The hardest parenting question yet

I had my last visit with one of my little friends who is turning 3 this fall. He is a sweet, charming and active little guy,thriving even though he is living in the midst of poverty and chaos. His mom tries hard and does the best she can. He has done well in our program, and I hope that we have made a difference for him. Saying goodbye was hard. I am not sure if I’ll cross paths with him and his family again, but I hope and pray I won’t read about him in the paper. You see, he is an African-American boy, who will grow up to be an African-American teenager and African-American man. I pray he will stay alive and not get shot by the police just for being black.
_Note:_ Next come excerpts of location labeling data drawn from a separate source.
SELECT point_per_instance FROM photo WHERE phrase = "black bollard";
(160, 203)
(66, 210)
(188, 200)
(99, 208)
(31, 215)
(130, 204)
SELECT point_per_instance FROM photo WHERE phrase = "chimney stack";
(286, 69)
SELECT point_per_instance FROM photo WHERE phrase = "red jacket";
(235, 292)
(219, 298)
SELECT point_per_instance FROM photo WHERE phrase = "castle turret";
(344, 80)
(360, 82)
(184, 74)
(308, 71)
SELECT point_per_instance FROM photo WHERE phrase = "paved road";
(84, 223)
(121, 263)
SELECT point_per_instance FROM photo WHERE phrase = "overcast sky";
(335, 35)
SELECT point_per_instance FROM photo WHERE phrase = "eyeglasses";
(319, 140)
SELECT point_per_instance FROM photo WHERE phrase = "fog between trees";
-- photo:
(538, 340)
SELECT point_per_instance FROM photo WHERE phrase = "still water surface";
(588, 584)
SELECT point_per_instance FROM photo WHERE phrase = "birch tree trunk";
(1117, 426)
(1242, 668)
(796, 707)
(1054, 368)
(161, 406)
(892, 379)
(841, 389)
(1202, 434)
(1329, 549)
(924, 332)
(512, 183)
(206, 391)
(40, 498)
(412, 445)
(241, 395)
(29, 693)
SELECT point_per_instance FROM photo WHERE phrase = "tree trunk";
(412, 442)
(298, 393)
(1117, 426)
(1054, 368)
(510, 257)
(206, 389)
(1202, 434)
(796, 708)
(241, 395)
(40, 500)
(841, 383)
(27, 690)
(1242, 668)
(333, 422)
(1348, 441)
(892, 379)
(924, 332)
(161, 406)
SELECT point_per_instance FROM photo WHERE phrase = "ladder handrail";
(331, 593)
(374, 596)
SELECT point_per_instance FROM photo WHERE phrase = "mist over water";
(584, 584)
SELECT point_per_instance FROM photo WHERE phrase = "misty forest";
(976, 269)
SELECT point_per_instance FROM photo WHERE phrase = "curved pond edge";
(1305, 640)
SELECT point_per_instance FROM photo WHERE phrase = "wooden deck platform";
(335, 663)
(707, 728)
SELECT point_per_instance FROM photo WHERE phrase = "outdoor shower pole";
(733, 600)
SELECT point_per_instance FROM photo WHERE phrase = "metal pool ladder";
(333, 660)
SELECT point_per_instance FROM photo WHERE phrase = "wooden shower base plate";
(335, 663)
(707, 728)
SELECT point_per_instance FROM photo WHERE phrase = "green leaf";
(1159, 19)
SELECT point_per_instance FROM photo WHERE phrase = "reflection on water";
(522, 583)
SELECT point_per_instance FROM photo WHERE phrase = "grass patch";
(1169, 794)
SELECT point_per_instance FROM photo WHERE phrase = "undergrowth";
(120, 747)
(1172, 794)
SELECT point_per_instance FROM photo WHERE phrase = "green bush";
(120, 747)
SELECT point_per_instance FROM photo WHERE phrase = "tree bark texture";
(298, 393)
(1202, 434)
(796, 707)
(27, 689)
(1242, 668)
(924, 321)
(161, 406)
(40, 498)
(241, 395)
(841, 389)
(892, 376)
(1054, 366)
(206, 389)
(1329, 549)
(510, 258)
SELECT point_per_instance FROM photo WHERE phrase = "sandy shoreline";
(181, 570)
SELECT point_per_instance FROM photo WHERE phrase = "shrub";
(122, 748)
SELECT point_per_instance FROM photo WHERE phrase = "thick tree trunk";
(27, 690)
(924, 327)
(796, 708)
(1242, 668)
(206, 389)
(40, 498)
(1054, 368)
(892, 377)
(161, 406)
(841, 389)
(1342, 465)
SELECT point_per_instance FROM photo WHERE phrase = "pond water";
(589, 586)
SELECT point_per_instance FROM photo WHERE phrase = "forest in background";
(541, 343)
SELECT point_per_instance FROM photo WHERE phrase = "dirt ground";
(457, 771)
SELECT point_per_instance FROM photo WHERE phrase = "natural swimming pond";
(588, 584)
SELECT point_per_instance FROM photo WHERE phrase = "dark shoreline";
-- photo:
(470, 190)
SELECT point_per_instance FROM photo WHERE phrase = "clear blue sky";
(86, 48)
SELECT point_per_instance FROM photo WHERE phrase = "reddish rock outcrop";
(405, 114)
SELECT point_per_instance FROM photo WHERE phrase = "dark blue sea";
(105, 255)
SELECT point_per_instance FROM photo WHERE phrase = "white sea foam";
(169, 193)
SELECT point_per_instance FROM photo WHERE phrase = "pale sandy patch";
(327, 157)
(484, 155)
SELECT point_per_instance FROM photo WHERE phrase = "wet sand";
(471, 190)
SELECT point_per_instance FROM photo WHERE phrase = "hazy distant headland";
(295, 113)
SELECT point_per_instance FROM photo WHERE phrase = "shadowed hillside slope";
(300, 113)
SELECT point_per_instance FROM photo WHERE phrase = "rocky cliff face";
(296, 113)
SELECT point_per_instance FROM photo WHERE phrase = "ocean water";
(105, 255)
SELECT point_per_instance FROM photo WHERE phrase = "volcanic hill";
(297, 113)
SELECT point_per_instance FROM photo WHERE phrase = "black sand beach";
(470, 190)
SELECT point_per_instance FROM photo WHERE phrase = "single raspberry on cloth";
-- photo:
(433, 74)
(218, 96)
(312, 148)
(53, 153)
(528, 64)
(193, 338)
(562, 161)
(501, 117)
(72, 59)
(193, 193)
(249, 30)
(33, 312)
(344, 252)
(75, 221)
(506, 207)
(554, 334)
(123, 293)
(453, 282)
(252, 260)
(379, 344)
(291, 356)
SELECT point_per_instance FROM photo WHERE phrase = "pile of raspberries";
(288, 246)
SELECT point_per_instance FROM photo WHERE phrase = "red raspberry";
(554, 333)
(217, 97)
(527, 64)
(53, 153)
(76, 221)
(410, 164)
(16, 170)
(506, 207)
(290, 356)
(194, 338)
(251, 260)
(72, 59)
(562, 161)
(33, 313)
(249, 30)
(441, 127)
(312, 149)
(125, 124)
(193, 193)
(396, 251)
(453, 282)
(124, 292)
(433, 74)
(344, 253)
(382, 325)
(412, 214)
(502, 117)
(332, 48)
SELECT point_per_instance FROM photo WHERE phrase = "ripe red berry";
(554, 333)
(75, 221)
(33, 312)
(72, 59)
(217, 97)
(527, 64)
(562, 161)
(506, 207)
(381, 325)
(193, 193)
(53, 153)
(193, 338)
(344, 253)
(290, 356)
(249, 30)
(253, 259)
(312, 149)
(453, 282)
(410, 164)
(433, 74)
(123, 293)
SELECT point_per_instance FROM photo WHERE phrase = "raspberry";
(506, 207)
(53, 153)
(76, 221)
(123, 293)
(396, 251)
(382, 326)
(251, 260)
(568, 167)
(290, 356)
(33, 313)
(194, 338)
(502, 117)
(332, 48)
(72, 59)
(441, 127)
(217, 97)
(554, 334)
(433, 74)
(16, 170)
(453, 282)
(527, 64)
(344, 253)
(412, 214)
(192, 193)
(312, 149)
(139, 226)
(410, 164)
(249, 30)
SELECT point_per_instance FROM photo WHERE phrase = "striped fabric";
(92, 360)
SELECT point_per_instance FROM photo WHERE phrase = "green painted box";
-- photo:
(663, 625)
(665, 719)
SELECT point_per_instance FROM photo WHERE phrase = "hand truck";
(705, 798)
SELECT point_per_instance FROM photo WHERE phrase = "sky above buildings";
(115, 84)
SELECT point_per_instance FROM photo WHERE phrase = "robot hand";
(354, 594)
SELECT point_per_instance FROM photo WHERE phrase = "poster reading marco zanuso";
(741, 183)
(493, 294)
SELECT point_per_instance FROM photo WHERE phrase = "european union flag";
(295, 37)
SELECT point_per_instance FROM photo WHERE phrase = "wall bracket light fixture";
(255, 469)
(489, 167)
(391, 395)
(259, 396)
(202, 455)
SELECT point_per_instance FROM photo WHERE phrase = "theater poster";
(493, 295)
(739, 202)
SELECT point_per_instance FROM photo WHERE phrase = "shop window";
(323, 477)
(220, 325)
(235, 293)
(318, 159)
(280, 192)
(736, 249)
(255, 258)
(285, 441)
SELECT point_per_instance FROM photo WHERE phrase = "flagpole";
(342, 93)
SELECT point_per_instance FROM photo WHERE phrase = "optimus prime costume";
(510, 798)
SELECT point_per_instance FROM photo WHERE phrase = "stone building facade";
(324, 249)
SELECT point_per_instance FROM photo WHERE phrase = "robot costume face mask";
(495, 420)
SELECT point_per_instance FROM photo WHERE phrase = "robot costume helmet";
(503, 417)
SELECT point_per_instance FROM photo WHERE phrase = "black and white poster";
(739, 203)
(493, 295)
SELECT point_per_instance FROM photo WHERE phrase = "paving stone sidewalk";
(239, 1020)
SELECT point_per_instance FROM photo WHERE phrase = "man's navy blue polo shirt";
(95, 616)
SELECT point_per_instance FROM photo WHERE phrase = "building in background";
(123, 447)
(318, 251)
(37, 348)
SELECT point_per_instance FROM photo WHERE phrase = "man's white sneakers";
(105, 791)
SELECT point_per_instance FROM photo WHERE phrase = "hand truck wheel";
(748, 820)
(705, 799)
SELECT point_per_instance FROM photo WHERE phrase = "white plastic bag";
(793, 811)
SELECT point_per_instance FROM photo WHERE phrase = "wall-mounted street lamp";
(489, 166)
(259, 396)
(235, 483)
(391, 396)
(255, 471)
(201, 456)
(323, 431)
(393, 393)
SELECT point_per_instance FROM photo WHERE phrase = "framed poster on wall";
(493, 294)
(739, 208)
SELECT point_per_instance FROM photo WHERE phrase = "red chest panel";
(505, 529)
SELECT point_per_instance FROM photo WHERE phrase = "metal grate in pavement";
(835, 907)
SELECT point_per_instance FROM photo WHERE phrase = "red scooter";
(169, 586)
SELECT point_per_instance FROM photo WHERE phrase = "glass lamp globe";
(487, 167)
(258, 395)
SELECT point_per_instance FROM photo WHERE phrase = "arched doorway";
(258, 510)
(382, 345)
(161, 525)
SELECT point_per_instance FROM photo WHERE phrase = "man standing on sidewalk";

Just last week I had a session with a young mom and her son. She is white, he is black. I had already been thinking about the death of Michael Brown and all the other unarmed black men who have been killed by the police, and I wonder if she was reading my mind. She and I discussed the usual topics, his speech and behavior, how to get him ready for preschool, etc. Then, she very matter-of-factly asked me if she should start telling him that the police are not safe. “What should I start teaching him about the cops?” “I heard about that kid getting shot in St. Louis, I’m scared for my son.” There are cops in her neighborhood all the time, and she has often told her son that if he feels unsafe, or if someone breaks the law, the cops will come and make people safe. In her young life she had the insight to say to me that because she is white, she was brought up to believe police are safe. She has never had any trouble with the cops, and so her experience tells her to go to the police for help. “But what about my son?” He is black, and black men are getting killed by the very people who are supposed to protect them. “Should I tell him to be quiet, walk away and seek cover when he’s older and sees a police officer?” “Should I tell him that some cops are ok, but some cops are racist?” She said she’s been reading about the Michael Brown shooting, and has seen the “Hands Up, Don’t Shoot” pictures. She was pained when she told me that she could not imagine telling her son to just put his hands up when he sees a cop, EVEN IF HE DID NOT DO ANYTHING WRONG!” “He’s only 2 1/2 Miss Beverly, what do I teach him to make sure he doesn’t get shot?” This is a parenting question I have never ever been asked. And it’s a question that I cannot believe I have to hear in 2014.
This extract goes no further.